Apostrophes: A Book of Tributes to Masters of Music
- Author: Alfred Kreymborg
- Language: English
- Genre: Music
- Publisher: Grafton Press
- Publication date: 1910
- Publication place: United States

= Apostrophes: A Book of Tributes to Masters of Music =

1910 music book by Alfred Kreymborg

Apostrophes: A Book of Tributes to Masters of Music is a book written by Alfred Kreymborg and published by The Grafton Press, New York, in 1910. It is a slim volume (with no page numbers), and comprises a series of short somewhat 'poetic' paragraphs addressed to various great composers. There is an introductory apostrophe To Music, and then sections on the following composers: Giovanni Pierluigi da Palestrina, Henry Purcell, Christoph Willibald Gluck, Wolfgang Amadeus Mozart, Johann Sebastian Bach, Joseph Haydn, Ludwig van Beethoven, Franz Schubert, Hector Berlioz, Felix Mendelssohn, Frédéric Chopin, Robert Schumann, Franz Liszt, Richard Wagner, Giuseppe Verdi, Robert Franz, Johannes Brahms, Georges Bizet, Pyotr Ilyich Tchaikovsky, Antonín Dvořák, Edvard Grieg, Vincent d'Indy, Edward MacDowell, Claude Debussy, and Richard Strauss.

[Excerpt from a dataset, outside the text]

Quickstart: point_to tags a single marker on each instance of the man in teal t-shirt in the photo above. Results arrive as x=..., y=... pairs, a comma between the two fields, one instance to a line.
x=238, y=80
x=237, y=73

Kreymborg wrote the book while he worked at Aeolian Hall on Fifth Avenue. In his autobiography, Troubador, he describes how he came to write the book; he refers to himself in the third person: "He actually dreamed of writing books of his own and carried the desire to the point of struggling, almost at the outset, with a humble work on the four huge symphonies of Brahms. In retrospect, it looked like a few drops of ink in the sea and he destroyed it. Then he tried the other extreme and evolved a series of paragraphs, concise, restrained and reverent. These prose poems to composers, moving from Palestrina to Debussy, he entitled Apostrophes."

==Reception==
The Musical Courier called the book "a well-made and feeling little volume, containing many truths framed in beautiful and enthusiastic rhetorical imagery". The Etude said it would be "a nice little gift book to give to any musical person who is not above being sentimental in his appreciation of musicians". In a positive review, The Boston Globe said the book "will appeal to the affectionate interest of music-lovers" and has "25 brief and charmingly graceful tributes to masters of music".